El acordeón

The accordion (“el acordeón”) is a peculiar addition to the Colombian musical tradition.  It’s not the first thing you would expect from the sorts of genres that deliver the kind of persistent rhythm and groove necessary for dancing.  Nevertheless it is fundamental to a lot of Colombian music.  In particular, it takes center stage in the folkloric genres of cumbia and vallenato.

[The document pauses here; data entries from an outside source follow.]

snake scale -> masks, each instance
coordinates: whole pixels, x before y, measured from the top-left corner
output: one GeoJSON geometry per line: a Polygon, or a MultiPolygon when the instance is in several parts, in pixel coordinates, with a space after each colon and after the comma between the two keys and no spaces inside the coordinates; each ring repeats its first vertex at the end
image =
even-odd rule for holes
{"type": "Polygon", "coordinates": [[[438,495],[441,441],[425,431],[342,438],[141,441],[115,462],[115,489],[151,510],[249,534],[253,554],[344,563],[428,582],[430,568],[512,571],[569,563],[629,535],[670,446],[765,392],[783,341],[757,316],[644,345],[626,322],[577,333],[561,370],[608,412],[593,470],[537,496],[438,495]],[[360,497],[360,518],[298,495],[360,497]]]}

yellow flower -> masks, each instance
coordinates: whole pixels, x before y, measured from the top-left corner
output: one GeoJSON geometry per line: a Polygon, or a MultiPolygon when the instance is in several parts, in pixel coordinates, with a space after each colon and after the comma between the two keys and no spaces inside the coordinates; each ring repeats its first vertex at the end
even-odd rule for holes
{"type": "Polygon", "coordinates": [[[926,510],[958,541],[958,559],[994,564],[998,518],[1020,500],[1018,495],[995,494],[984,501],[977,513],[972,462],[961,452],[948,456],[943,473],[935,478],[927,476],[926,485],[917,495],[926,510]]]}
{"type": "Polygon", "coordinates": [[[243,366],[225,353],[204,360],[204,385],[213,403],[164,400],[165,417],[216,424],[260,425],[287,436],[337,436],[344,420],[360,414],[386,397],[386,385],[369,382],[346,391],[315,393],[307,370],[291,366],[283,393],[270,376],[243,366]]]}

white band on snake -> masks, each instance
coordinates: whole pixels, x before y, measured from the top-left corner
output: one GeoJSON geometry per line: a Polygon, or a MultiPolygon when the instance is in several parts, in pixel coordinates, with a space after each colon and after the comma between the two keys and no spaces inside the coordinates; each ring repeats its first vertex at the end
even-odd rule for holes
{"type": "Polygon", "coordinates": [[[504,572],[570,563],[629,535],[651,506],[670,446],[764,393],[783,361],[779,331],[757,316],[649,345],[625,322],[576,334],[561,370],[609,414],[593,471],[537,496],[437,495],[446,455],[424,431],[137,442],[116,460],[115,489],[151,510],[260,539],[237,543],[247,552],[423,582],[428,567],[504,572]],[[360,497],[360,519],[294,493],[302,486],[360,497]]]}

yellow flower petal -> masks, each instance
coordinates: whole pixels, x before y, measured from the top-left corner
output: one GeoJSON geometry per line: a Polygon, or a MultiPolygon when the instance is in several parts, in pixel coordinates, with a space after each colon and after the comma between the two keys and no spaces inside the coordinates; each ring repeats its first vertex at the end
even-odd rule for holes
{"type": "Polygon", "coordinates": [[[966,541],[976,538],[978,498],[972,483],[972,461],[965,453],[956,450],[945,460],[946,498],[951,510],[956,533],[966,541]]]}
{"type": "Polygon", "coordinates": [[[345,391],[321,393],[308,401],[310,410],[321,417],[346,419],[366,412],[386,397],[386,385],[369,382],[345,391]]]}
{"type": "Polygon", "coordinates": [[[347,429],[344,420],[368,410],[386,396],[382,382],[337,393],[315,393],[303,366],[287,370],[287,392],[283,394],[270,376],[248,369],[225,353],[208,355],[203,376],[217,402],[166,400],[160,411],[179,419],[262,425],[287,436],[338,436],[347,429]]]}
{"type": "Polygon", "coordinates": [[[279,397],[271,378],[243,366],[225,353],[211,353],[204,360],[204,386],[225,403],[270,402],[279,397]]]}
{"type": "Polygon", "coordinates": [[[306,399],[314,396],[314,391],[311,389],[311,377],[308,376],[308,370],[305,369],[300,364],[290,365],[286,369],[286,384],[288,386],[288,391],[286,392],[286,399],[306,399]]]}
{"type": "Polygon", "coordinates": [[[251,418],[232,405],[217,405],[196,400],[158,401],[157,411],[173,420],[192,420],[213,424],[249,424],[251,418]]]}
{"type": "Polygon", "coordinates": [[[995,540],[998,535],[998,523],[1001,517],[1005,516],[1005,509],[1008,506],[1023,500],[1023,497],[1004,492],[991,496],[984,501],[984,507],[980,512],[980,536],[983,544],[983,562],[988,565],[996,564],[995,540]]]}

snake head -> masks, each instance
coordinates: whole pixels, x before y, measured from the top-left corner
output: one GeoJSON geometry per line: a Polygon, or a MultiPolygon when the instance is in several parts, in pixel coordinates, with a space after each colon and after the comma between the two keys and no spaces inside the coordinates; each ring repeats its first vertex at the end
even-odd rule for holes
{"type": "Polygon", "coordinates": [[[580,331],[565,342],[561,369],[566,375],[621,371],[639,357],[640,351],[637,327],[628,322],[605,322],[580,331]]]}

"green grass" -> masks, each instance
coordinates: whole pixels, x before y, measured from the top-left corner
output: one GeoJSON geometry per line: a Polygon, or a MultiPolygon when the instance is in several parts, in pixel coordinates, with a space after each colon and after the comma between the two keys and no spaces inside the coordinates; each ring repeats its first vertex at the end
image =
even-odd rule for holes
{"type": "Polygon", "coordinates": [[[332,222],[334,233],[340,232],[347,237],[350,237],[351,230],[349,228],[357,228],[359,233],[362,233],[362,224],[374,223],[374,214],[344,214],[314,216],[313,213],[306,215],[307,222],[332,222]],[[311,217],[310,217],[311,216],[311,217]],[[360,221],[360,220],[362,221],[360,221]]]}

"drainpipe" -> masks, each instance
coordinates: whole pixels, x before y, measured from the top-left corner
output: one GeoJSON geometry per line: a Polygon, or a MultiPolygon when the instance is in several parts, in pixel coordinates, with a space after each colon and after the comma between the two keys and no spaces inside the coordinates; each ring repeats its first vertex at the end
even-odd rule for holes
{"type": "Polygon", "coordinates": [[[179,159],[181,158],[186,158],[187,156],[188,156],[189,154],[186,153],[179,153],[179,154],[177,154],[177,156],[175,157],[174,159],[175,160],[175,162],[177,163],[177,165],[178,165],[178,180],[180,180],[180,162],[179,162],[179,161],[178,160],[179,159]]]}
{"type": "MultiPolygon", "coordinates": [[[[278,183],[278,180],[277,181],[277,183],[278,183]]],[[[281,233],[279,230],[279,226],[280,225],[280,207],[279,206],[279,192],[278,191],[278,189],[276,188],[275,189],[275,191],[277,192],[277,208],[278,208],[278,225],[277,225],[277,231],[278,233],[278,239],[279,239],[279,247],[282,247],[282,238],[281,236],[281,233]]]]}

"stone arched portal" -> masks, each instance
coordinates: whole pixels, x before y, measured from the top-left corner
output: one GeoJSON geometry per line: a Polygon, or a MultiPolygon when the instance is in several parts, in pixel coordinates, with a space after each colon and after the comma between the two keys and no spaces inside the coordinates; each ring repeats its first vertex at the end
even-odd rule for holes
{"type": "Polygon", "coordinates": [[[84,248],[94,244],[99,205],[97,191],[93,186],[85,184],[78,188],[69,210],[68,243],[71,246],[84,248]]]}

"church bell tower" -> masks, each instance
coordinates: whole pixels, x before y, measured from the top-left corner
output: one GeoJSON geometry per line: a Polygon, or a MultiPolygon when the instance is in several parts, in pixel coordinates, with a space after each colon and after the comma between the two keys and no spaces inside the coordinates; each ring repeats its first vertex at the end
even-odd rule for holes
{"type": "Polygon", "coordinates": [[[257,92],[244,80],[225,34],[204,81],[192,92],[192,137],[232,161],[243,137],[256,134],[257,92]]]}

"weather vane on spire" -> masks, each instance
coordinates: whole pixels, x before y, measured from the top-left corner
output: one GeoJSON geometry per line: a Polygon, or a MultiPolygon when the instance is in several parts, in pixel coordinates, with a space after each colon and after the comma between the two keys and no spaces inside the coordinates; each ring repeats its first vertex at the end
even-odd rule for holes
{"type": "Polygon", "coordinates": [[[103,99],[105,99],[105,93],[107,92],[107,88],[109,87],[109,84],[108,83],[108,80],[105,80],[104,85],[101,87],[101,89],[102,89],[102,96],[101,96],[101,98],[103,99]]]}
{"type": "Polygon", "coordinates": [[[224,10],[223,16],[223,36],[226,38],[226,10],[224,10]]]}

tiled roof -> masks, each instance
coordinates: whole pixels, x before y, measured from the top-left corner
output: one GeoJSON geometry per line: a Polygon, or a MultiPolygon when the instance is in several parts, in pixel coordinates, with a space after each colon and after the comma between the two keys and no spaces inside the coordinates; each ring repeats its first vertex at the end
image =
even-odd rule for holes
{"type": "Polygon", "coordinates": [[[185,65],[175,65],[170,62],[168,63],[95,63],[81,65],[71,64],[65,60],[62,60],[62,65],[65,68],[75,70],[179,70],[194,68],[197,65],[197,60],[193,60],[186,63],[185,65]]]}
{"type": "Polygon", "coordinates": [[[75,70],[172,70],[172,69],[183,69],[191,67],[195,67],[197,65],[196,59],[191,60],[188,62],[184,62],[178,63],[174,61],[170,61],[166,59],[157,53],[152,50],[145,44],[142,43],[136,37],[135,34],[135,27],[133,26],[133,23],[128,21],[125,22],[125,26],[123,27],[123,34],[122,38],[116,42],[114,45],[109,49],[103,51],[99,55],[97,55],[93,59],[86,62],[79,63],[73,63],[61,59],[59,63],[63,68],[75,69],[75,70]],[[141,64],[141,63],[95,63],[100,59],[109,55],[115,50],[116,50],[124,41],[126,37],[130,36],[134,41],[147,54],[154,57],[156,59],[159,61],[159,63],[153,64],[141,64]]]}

A popular contemporary Colombian soap opera about the vallenato revolves around the exploits of one maestro del acordeón.

Let’s have a listen.

Canta Oscar Agudelo Canta Oscar Agudelo

Canta Oscar Agudelo

First, plenty of traditional European music was directly imported into Colombia during colonization. This was the way the acordeón first was introduced into the country. Here’s a Vals (“Waltz”), Después de una ilusión un desengaño (“After an Illusion, a Disillusion”):

Argentine-style tangos are also quite popular. In fact, some say that – while Buenos Aires is the world capital of Tango – Medellín, Colombia is 2nd. Here is A oscuras (“In The Dark”):

Tres reyes del acordeón

Tres reyes del acordeón vol. 5

Here’s a pretty dirty compilation of three maestros del acordeón: Luis E. Martinez, Alejandro Durán, and Andrés Landero. This track, Bajo Sinú (“Below Sinú”), is a rhythmic vallenato called a paseo. I like the musician’s rough, informally-taught voice. Sinú is a river that runs through the Atlantic coastal part of the country, where a lot of the more rhythmic, tropical music comes from.

La Piragua y otros éxitos bailables

La Piragua y otros éxitos bailables

The La Piragua… compilation was really badly scratched up, and this is one of the only tracks that managed to come out more or less unscathed. It is La rebelde (“The Rebel”), a beautiful romantic little cumbia written and sung by Adolfo Echeverría.